Structure of the Full-Length TRPV2 Channel by cryoEM

Abstract

Transient receptor potential (TRP) proteins form a superfamily of cation channels that predominantly regulate the flux of Ca2+ ions across membranes in both excitable and non-excitable cells. While many TRP channels respond to a wide variety of chemical and physical stimuli, several TRP channels exhibit constitutive activity. A recent structural analysis of a “minimal subunit” TRPV1 construct, a prototypical ligand-activated TRP channel, elucidated a mechanism of channel activation by agonists through the dynamic nature of the outer pore region of the channel. Though homologous to TRPV1, TRPV2 shows constitutive activity in the absence of ligand; however the mechanism underlying this activity is elusive due to lack of high-resolution structures. To further understand the critical role of the outer pore region in activity of TRP channels, we have determined the structure of full-length TRPV2 at ∼4Å resolution by direct-electron counting cryo electron microscopy (cryoEM). The structure of TRPV2 revealed that this constitutively active TRP channel features a wide flexible outer pore region in the absence of activator. The geometry of this region differs from that observed in “minimal subunit” TRPV1 and is likely favored by the presence of the turret domain in the full-length TRPV2 protein used for structure determination.
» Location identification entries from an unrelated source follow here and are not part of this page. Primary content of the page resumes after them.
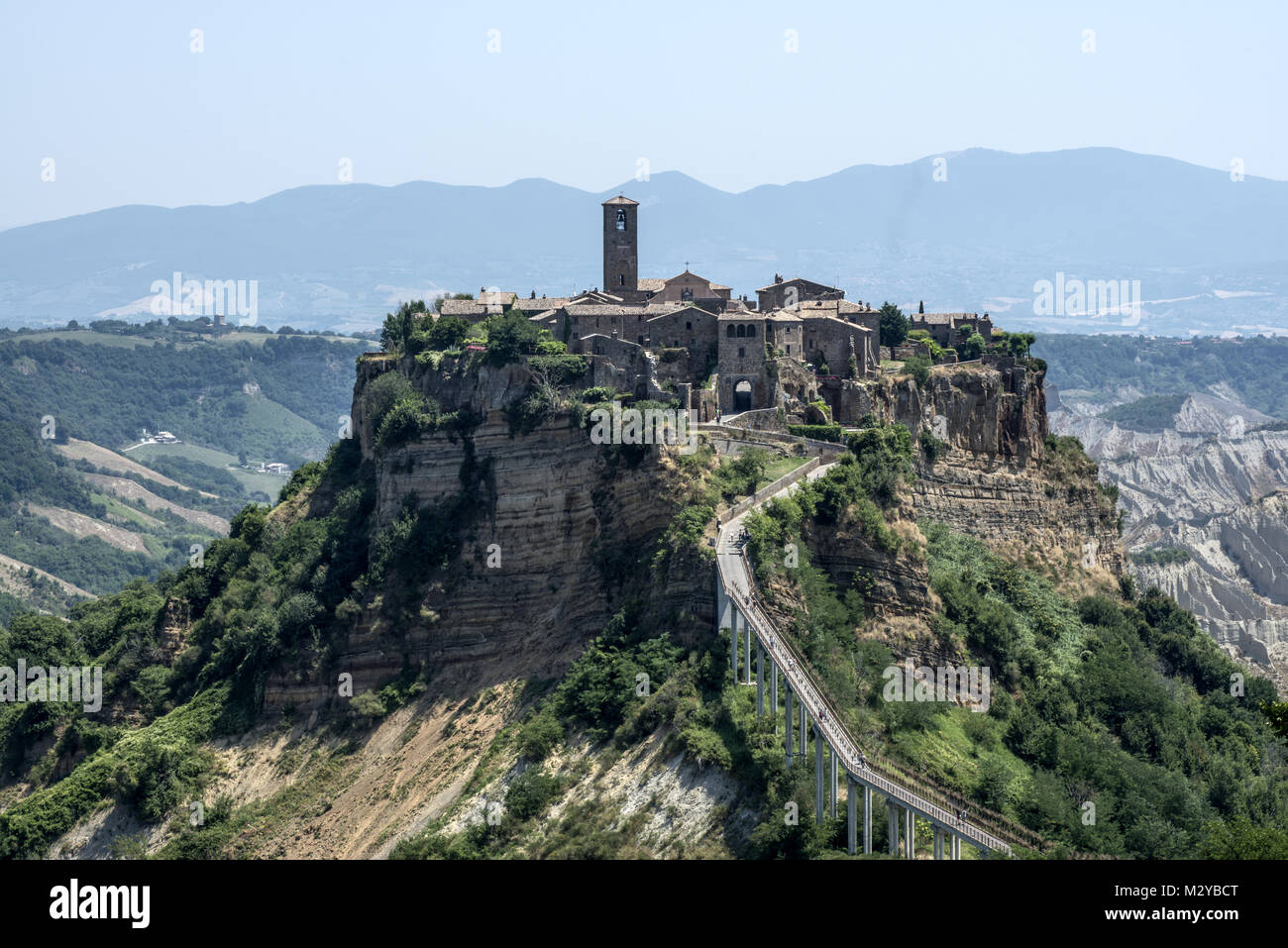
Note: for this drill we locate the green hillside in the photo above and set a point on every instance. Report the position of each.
(265, 395)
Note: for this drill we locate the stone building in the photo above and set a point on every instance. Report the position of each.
(742, 364)
(668, 338)
(952, 329)
(621, 247)
(785, 294)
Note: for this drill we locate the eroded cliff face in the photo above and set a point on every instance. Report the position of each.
(991, 481)
(995, 408)
(1214, 487)
(1235, 579)
(552, 515)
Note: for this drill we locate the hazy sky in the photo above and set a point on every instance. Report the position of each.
(579, 93)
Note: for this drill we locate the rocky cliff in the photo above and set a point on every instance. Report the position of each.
(991, 481)
(553, 515)
(1209, 489)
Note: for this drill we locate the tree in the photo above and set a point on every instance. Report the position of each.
(894, 325)
(447, 333)
(398, 326)
(511, 337)
(971, 348)
(1018, 343)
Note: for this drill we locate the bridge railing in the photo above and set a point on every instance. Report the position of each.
(828, 719)
(880, 772)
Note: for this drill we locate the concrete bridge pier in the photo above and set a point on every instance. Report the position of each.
(760, 681)
(773, 690)
(867, 819)
(787, 721)
(831, 755)
(818, 777)
(851, 815)
(733, 642)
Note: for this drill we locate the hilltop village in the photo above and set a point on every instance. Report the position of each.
(688, 338)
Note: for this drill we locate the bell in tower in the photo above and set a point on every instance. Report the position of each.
(621, 248)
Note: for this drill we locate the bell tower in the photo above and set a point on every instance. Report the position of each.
(621, 248)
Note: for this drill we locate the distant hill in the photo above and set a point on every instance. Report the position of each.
(1211, 254)
(94, 507)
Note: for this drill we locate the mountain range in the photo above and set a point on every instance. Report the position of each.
(971, 231)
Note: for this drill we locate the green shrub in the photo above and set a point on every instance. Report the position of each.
(919, 369)
(832, 433)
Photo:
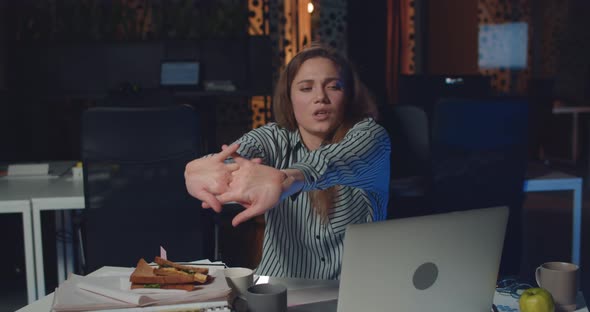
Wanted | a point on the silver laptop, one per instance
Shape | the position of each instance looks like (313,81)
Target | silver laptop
(445,262)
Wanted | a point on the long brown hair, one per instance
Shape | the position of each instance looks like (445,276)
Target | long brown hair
(358,105)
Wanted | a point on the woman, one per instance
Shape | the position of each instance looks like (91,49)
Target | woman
(323,165)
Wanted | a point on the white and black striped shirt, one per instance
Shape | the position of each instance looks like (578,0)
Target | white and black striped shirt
(296,242)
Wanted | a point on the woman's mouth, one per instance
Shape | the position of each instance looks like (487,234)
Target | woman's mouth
(321,115)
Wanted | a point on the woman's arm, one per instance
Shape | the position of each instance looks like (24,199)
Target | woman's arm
(360,160)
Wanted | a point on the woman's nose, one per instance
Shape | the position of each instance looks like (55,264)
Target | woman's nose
(321,96)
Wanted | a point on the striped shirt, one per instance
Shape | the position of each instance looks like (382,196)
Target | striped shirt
(296,241)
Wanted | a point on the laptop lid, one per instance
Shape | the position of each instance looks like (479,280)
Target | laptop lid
(445,262)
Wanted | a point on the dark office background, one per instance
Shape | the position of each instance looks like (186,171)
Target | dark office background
(50,72)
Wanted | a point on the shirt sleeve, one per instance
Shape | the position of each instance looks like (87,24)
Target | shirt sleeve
(360,159)
(261,143)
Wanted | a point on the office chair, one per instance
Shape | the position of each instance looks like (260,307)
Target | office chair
(479,158)
(410,162)
(136,199)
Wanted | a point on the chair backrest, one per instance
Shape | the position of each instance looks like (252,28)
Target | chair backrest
(136,200)
(479,155)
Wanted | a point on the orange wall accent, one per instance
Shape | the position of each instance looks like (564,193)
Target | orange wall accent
(452,37)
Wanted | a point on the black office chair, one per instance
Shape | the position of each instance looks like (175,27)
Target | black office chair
(479,156)
(136,200)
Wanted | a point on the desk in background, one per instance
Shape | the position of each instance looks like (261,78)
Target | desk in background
(9,205)
(29,196)
(58,195)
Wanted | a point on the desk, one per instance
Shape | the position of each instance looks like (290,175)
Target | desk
(559,181)
(29,196)
(8,205)
(56,194)
(294,286)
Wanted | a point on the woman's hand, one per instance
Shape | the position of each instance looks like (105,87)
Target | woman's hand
(207,177)
(257,187)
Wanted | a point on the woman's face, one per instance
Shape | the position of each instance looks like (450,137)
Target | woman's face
(317,95)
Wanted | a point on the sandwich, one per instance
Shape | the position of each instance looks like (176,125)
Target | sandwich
(169,268)
(168,275)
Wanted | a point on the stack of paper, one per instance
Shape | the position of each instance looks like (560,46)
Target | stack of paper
(112,291)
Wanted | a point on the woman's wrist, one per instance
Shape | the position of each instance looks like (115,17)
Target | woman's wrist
(292,182)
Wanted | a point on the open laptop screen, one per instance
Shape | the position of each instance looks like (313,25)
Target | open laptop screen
(179,73)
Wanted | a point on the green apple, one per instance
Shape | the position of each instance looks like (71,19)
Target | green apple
(536,300)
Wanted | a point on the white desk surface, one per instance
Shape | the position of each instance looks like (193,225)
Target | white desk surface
(44,304)
(31,195)
(570,109)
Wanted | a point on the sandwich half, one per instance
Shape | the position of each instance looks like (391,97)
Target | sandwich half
(144,276)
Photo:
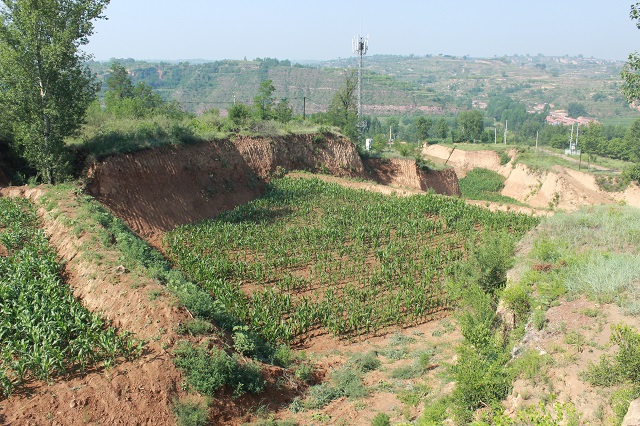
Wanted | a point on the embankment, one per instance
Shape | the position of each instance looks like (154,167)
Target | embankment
(156,190)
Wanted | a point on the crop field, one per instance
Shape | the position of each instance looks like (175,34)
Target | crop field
(44,331)
(311,255)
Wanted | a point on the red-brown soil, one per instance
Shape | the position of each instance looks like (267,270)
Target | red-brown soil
(406,173)
(560,188)
(154,191)
(136,392)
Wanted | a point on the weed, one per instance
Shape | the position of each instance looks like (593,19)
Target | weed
(539,320)
(532,365)
(196,327)
(381,419)
(190,413)
(365,362)
(210,370)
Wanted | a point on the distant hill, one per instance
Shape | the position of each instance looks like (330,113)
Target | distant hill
(394,85)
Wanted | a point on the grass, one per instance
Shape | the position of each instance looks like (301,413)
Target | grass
(484,184)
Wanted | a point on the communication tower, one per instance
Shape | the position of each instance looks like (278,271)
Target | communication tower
(360,47)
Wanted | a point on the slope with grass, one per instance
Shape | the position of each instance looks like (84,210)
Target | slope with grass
(538,180)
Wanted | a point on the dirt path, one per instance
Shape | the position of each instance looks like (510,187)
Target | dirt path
(139,392)
(573,160)
(360,184)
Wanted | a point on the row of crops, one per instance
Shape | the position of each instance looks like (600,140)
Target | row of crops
(44,331)
(311,256)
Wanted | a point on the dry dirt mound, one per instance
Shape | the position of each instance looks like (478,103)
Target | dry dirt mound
(406,173)
(561,187)
(577,334)
(463,161)
(156,190)
(138,392)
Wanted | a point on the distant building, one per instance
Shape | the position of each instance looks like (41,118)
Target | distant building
(559,117)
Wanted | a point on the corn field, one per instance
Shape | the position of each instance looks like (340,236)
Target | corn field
(44,331)
(313,257)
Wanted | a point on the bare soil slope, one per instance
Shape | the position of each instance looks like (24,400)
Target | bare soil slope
(156,190)
(139,392)
(561,187)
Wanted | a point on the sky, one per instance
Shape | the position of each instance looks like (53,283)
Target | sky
(321,30)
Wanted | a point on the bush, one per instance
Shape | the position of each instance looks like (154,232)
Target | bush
(632,173)
(381,419)
(480,381)
(209,370)
(624,365)
(190,413)
(367,361)
(504,158)
(518,300)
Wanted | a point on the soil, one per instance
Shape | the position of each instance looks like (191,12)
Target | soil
(154,191)
(591,324)
(4,180)
(561,188)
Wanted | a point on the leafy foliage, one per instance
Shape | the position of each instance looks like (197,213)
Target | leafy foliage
(368,262)
(46,85)
(44,331)
(208,370)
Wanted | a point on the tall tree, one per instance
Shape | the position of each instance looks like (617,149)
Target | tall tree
(343,111)
(471,124)
(631,71)
(264,100)
(45,85)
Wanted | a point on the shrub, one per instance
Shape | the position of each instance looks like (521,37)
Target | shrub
(367,361)
(210,370)
(381,419)
(480,381)
(190,413)
(518,300)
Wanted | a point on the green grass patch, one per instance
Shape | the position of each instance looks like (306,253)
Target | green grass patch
(312,238)
(44,331)
(484,184)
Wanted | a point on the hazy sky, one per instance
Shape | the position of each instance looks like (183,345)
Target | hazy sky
(303,29)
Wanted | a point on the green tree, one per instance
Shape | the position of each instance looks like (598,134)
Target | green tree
(442,129)
(283,111)
(264,100)
(123,99)
(576,110)
(46,84)
(631,70)
(343,111)
(423,127)
(471,125)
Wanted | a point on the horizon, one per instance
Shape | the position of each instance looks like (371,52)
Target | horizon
(148,29)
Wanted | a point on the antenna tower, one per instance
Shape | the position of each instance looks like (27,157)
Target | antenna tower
(360,47)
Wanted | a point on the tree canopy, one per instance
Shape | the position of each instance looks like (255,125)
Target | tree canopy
(45,85)
(631,71)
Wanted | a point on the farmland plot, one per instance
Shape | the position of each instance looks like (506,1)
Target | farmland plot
(44,331)
(313,257)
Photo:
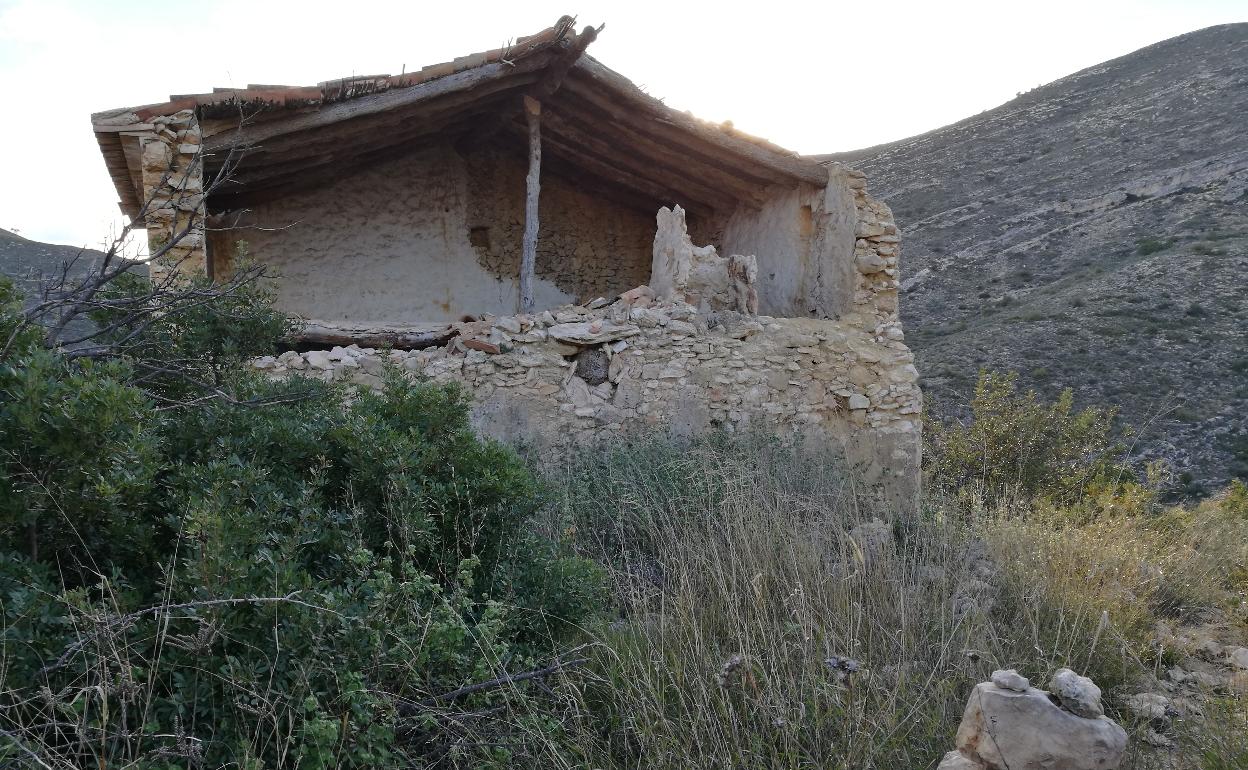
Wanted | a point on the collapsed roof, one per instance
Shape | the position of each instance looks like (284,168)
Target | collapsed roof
(598,127)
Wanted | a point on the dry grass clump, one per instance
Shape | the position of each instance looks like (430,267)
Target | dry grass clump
(769,615)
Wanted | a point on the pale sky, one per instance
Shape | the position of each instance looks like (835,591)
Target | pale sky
(810,76)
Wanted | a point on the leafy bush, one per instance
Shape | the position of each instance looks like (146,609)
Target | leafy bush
(1017,448)
(765,620)
(305,583)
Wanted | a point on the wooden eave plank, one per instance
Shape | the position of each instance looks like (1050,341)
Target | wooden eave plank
(622,157)
(590,77)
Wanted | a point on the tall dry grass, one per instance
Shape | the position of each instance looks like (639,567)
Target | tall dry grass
(771,615)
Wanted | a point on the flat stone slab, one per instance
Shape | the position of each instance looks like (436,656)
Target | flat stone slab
(592,332)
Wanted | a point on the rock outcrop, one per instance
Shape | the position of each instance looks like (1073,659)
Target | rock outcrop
(539,378)
(1010,725)
(1091,233)
(699,275)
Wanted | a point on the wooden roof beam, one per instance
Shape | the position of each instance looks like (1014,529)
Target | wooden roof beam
(469,82)
(567,119)
(657,172)
(594,80)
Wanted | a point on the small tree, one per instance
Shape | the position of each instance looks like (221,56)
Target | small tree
(1018,448)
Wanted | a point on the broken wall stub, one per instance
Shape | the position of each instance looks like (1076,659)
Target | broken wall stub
(698,273)
(172,191)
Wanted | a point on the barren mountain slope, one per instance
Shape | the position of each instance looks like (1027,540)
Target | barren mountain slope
(1093,233)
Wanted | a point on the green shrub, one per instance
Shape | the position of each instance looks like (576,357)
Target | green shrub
(1017,448)
(292,575)
(1151,246)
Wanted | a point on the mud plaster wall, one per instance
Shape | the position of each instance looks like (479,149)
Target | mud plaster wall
(804,242)
(679,372)
(432,236)
(388,243)
(674,375)
(587,246)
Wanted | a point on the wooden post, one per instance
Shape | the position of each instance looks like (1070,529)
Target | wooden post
(533,186)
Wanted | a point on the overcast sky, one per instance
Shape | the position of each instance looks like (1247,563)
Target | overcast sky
(815,77)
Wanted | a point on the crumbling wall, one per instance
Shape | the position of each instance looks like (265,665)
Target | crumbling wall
(587,246)
(388,243)
(803,240)
(172,190)
(875,265)
(434,236)
(664,367)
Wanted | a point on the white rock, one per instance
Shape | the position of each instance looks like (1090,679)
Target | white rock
(955,760)
(1237,657)
(682,327)
(1027,731)
(318,360)
(592,332)
(508,323)
(1077,694)
(1150,705)
(1011,679)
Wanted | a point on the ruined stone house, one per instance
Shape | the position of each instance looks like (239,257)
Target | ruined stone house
(526,221)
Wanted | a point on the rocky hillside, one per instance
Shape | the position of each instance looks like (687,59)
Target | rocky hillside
(1093,233)
(24,260)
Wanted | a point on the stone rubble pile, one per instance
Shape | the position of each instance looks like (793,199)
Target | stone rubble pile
(685,353)
(664,361)
(1011,725)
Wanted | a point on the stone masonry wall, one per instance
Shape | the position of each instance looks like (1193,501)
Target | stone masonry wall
(568,377)
(587,246)
(172,182)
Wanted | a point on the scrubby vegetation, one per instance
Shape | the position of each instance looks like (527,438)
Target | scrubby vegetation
(261,574)
(200,568)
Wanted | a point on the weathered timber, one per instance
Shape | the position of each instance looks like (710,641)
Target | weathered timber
(664,195)
(622,156)
(688,130)
(315,336)
(558,70)
(380,129)
(579,114)
(266,170)
(383,101)
(532,191)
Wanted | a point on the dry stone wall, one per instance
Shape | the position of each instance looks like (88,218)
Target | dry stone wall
(172,185)
(569,377)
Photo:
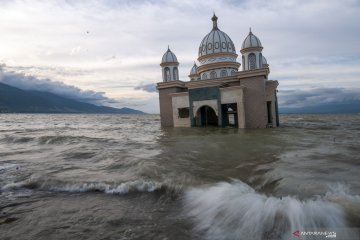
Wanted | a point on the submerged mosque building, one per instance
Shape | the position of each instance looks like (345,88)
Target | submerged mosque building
(218,92)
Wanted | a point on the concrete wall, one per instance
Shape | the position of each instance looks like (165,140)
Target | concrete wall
(166,112)
(255,102)
(180,101)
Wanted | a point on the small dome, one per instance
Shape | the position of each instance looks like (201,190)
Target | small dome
(251,41)
(169,57)
(264,60)
(216,41)
(193,70)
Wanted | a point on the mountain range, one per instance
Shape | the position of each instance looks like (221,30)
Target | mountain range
(15,100)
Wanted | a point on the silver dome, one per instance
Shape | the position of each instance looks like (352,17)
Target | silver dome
(216,41)
(169,57)
(193,70)
(251,41)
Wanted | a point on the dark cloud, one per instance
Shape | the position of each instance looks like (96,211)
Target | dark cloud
(28,82)
(317,96)
(146,87)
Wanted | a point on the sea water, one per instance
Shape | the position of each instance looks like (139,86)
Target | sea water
(124,177)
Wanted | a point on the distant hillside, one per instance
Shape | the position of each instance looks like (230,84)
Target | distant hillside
(346,107)
(15,100)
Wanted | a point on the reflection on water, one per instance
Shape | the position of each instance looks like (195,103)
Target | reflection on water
(135,179)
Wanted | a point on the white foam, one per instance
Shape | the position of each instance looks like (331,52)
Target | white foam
(236,211)
(110,188)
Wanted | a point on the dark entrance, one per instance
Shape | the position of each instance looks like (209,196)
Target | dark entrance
(269,112)
(229,115)
(206,116)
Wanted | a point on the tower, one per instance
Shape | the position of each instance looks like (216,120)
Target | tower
(251,53)
(169,65)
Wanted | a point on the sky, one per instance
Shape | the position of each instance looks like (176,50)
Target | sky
(108,52)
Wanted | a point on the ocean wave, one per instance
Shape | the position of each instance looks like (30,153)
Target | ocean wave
(109,188)
(49,139)
(236,211)
(8,166)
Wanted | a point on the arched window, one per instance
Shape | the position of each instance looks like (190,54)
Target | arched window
(243,62)
(252,61)
(167,76)
(223,73)
(176,74)
(213,75)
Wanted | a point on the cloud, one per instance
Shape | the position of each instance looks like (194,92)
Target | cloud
(317,96)
(28,82)
(146,87)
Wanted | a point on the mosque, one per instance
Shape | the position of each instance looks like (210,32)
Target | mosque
(218,93)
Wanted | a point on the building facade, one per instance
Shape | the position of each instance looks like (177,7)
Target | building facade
(219,92)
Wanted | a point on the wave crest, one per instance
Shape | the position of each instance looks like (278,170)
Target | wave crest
(236,211)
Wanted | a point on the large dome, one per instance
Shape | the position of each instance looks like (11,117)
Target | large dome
(193,70)
(251,41)
(169,57)
(216,41)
In contrast, the orientation of the TRPV2 lower gate and ankyrin repeat domains favored that of agonist-activated TRPV1, suggesting some common properties of TRPV channel open conformations. We propose that these newly revealed structural features contribute to non-selective cation conductance, explaining constitutive activity of TRPV2 and other TRP family members involved in sensory perception and human disease.